Significance. If the empirical results hold, SFTMix offers a practical, data-agnostic enhancement to standard next-token prediction SFT that avoids reliance on proprietary LLMs or human annotation for data filtering. The six-direction analyses provide evidence of robustness and complementarity with existing data selection methods, which could make effective instruction tuning more accessible in resource-constrained or domain-specific settings.

major comments (2)

[Abstract, §3] Abstract and §3: The motivating claim that 'confident data is prone to overfitting, while unconfident data is harder to generalize' is presented as an observation from training dynamics, but the manuscript does not report a direct ablation isolating the distinct roles (e.g., training only on confident vs. only on unconfident subsets with and without interpolation) to confirm this drives the gains rather than the Mixup regularization alone.
[§4] §4 (Experiments): While consistent improvements are asserted across models and datasets, the results lack reported error bars, statistical significance tests, or multiple random seeds for the main tables; this weakens the cross-family and cross-dataset claims given the known variance in LLM fine-tuning.

minor comments (3)

[§3.1] Notation for confidence scoring via training dynamics (e.g., loss trajectories or logit margins) should be formalized with an equation in §3.1 for reproducibility.
[Figure 2] Figure 2 or equivalent visualization of interpolated examples would benefit from clearer labeling of the interpolation parameter λ and its sampling distribution.
[§4.2] The healthcare-specific task description in §4.2 should include the exact dataset size and domain adaptation details to allow direct comparison with general instruction-following results.

Simulated Author's Rebuttal

2 responses · 0 unresolved

We thank the referee for the constructive review and recommendation of minor revision. We address each major comment below.

read point-by-point responses

Referee: [Abstract, §3] Abstract and §3: The motivating claim that 'confident data is prone to overfitting, while unconfident data is harder to generalize' is presented as an observation from training dynamics, but the manuscript does not report a direct ablation isolating the distinct roles (e.g., training only on confident vs. only on unconfident subsets with and without interpolation) to confirm this drives the gains rather than the Mixup regularization alone.

Authors: We acknowledge that the manuscript presents the motivation based on training dynamics observations without a dedicated ablation that isolates the contribution of confidence-stratified interpolation from Mixup regularization alone. The six-direction analyses demonstrate overall gains and complementarity, but a targeted ablation would provide stronger causal evidence for the claimed roles of confident and unconfident examples. We will add this ablation in the revised manuscript. revision: yes
Referee: [§4] §4 (Experiments): While consistent improvements are asserted across models and datasets, the results lack reported error bars, statistical significance tests, or multiple random seeds for the main tables; this weakens the cross-family and cross-dataset claims given the known variance in LLM fine-tuning.

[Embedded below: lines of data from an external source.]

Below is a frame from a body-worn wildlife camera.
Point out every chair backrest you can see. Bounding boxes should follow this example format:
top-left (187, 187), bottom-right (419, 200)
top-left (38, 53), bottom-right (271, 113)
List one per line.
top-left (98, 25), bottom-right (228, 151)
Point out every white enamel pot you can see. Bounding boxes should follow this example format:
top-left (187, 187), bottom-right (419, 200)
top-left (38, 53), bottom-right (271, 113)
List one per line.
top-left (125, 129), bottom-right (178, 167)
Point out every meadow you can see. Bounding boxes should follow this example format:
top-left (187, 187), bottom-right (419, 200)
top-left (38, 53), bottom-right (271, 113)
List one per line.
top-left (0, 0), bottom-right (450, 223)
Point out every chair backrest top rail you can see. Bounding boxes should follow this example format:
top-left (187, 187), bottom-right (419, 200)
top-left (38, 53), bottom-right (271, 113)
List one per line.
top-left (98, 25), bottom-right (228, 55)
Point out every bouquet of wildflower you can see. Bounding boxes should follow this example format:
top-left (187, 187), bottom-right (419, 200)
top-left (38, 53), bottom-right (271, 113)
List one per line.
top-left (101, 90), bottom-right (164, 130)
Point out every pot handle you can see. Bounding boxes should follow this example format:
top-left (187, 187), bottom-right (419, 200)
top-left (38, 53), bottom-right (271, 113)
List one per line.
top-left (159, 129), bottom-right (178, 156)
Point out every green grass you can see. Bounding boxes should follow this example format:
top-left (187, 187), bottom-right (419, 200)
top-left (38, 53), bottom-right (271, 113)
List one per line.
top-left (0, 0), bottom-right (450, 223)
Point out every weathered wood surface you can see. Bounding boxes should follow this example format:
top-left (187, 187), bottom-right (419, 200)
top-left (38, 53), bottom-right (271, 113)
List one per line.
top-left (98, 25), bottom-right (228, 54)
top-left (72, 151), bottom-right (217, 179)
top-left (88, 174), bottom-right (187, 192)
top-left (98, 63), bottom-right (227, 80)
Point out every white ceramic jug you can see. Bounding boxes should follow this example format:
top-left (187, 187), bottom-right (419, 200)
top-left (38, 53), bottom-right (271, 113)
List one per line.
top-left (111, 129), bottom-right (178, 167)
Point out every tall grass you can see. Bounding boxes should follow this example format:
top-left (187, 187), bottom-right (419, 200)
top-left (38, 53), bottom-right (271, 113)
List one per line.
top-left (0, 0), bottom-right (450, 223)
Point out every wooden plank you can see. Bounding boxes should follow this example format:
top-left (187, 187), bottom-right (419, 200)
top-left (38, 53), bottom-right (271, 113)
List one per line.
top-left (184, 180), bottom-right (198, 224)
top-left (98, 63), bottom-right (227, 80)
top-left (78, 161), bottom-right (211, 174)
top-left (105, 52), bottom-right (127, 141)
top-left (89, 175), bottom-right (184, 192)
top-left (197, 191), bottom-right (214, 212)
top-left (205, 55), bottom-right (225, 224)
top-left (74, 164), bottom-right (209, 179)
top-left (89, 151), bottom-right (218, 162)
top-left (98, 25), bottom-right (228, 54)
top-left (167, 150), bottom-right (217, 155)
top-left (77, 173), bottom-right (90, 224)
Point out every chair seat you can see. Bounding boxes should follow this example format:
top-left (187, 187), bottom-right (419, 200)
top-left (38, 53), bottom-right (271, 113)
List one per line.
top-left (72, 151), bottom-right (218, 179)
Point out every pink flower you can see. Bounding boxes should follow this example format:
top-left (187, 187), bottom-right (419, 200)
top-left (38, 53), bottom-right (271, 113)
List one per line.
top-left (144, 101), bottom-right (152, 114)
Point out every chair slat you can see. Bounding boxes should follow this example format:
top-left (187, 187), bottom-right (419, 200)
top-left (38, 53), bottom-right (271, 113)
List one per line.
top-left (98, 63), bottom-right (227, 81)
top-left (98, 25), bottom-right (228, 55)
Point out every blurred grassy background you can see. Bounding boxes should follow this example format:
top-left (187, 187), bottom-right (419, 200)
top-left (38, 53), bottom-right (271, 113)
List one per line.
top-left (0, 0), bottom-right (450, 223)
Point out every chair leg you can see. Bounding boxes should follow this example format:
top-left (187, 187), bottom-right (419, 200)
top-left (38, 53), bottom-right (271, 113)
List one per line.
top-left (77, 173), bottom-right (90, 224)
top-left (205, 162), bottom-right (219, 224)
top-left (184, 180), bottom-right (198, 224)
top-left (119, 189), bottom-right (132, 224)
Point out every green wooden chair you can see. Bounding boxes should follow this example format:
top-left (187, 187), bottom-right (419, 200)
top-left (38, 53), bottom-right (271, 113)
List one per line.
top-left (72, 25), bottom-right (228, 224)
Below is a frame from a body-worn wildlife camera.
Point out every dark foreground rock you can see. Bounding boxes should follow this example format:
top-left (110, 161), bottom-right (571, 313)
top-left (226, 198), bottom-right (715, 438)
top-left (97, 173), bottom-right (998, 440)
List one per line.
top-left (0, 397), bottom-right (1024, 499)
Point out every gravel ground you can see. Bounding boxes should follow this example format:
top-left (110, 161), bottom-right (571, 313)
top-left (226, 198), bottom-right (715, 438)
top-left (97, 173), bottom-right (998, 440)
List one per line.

Authors: We agree that the absence of error bars and multi-seed statistics limits the strength of the cross-model and cross-dataset claims, given the known variance in LLM fine-tuning. Our reported results used single runs owing to compute limits across the evaluated model families and dataset scales. We will rerun key experiments with multiple random seeds, add error bars, and include statistical significance tests in the revised version. revision: yes

Circularity Check

0 steps flagged

No significant circularity; empirical recipe with independent experimental validation

full rationale

The paper proposes SFTMix as a data-agnostic Mixup recipe motivated by an explicit observation (uneven LLM confidence across semantic space) and an argument about distinct roles for confident vs. unconfident examples. It then describes a procedure using training dynamics for identification, interpolation, and regularization, followed by empirical demonstrations across models, datasets, and tasks. No equations, fitted parameters called predictions, self-definitional steps, or load-bearing self-citations appear in the abstract or described method. The central claims rest on reported performance gains rather than any derivation that reduces to the method's own inputs by construction. This is a standard empirical contribution with self-contained experimental support.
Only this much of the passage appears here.